Polymarket announced the next day. It signed the lease and donated $1 million to Food Bank For NYC. A Polymarket insider said Kalshi seemed to know the announcement timing. To them the timing was suspicious.

Shayne Coplan, Polymarket’s founder and CEO, has called Kalshi a copycat site. Tarek Mansour, Kalshi CEO, responded that the acquisition of QCEX by Polymarket was super normal for competition. The back and forth shows how each side views the other’s moves.

Matching Product Launches and Ad Campaigns

On June 10 last year Webull announced it would launch Kalshi’s hourly crypto markets. The same day Polymarket announced its own hourly crypto markets. Polymarket alleges the timing is suspicious.

“Kalshi has offered these products since well before June 10, 2025,” said Such. “That was just the day that Webull started to offer them. The fact that Polymarket announced this product long after we had actually launched should make it obvious who is copying whom.”

Both companies ran ad campaigns targeting states where sports betting is illegal. Polymarket began advertising in California on Friday, August 22, 2025, for soccer matches with the Hey California tagline. Kalshi launched its California campaign three days later with the same tagline.

Such called any espionage claim delusional. He noted Polymarket holds no trademark over the extremely common phrase. These parallel moves in ads and product timing fuel the dossier Polymarket compiled.

Shared Legal Battles and Regulatory Pressure

The campaigns aimed at states without legal sports betting have triggered legal fights nationwide. Polymarket this week followed Kalshi in suing Minnesota after the state approved a ban on prediction markets.

“When it goes into effect in less than two months, Polymarket US will face a credible threat of imminent criminal prosecution—forcing it either to cease lawful and constitutionally protected conduct or risk felony criminal liability,” states the lawsuit. The CFTC also sued Minnesota claiming exclusive jurisdiction over prediction markets.

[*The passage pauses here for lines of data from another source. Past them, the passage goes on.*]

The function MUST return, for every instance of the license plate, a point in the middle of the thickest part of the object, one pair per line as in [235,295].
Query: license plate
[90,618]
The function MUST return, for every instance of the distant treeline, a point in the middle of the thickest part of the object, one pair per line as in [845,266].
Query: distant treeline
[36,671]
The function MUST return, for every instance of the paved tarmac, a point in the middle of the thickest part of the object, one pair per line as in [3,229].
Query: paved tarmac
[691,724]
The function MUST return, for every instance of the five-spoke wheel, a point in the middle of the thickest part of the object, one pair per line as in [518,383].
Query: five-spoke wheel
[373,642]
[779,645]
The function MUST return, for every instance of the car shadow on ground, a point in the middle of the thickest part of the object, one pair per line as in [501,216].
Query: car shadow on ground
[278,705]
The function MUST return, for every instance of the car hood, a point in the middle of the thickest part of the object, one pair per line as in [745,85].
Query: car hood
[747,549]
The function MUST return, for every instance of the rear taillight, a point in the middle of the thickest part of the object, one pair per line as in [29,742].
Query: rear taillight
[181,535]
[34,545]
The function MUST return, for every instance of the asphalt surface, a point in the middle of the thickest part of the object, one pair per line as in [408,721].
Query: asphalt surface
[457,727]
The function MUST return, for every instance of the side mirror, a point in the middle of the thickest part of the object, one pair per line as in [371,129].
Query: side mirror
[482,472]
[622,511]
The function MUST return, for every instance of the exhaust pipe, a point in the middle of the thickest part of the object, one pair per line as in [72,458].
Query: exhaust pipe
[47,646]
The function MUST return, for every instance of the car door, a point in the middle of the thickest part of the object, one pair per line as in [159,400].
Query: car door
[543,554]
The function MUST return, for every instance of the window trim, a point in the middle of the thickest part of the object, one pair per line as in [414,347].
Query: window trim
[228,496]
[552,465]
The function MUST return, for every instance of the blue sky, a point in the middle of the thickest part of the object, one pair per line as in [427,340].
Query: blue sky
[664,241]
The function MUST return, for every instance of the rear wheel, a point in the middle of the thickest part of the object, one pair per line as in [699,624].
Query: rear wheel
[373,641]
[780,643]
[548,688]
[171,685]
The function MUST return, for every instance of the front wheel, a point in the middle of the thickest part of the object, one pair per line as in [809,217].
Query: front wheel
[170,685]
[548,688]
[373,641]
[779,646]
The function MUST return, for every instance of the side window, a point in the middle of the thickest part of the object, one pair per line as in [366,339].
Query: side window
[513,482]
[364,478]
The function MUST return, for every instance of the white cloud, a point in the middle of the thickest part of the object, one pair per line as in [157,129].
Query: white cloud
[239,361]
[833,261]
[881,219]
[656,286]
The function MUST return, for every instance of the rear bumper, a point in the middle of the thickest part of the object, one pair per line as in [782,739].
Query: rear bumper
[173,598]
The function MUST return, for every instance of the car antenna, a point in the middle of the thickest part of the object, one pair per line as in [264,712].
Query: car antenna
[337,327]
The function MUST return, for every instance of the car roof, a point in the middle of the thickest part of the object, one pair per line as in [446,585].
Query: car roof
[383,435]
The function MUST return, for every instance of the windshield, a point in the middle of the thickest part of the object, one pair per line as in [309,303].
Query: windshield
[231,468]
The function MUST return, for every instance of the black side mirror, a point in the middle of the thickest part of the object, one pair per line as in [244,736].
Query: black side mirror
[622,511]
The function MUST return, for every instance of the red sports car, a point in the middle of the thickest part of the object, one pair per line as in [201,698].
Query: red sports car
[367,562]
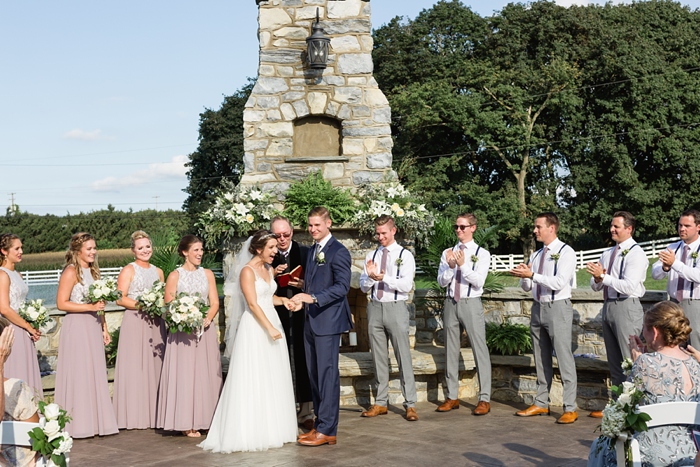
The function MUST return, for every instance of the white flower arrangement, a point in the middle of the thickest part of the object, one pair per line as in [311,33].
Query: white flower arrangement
[237,211]
[35,313]
[152,301]
[390,198]
[186,313]
[50,439]
[103,290]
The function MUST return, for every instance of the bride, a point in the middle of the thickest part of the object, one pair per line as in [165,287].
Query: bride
[256,410]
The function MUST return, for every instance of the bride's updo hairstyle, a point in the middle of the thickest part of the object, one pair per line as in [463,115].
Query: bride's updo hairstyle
[669,319]
[259,240]
[186,242]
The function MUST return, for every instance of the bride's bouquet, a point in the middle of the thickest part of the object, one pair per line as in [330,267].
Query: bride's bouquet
[103,290]
[152,301]
[50,439]
[35,313]
[186,313]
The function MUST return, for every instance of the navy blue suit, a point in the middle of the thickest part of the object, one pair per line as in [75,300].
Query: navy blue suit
[325,321]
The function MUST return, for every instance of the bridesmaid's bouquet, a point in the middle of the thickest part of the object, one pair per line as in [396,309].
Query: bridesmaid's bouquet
[50,439]
[186,313]
[103,290]
[35,313]
[152,301]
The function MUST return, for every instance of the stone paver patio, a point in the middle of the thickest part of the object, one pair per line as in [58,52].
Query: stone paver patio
[438,439]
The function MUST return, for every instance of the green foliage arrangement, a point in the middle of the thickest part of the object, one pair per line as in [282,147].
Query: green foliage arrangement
[315,191]
[508,339]
[412,219]
[236,212]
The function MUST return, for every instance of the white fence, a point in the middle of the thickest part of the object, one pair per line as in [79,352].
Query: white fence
[651,248]
[52,276]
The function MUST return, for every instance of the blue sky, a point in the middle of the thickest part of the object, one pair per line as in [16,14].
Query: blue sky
[100,100]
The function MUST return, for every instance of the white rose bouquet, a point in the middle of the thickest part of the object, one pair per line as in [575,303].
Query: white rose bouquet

Both Kalshi and Polymarket hold CFTC licenses. Their regulatory fights run in parallel. Yet the companies show no willingness to assist each other.

Risks and Counterarguments in the Rivalry

The spying and copycat claims carry real risks for both platforms. Public accusations can damage trust with users and partners at a time when regulators already view prediction markets skeptically. If the claims escalate without evidence they could invite closer scrutiny from the very authorities both companies are fighting in court.

On the other side Kalshi’s responses frame the allegations as distractions from actual product building. The counterpoint has merit. Timing coincidences happen in competitive markets especially when both firms target the same underserved states and user behaviors. Dismissing every overlap as espionage risks sounding exactly as Such described it.

From an operator perspective the real limitation is distraction. Eighteen years in the space taught me that energy spent on dossiers rarely moves the P&L. The shared Minnesota fight and CFTC alignment matter more for long-term viability than who announced groceries first.

The Bottom Line

This feud between Polymarket and Kalshi mixes personal rivalry with identical regulatory headwinds in Minnesota and beyond. The dossier and spying claims add color but the real story sits in how both platforms navigate the same legal threats while chasing identical users. Industry executives should watch whether the public sniping weakens their joint regulatory arguments or simply sharpens each company’s execution. The next few months of litigation will test which approach actually wins market share when the bans hit.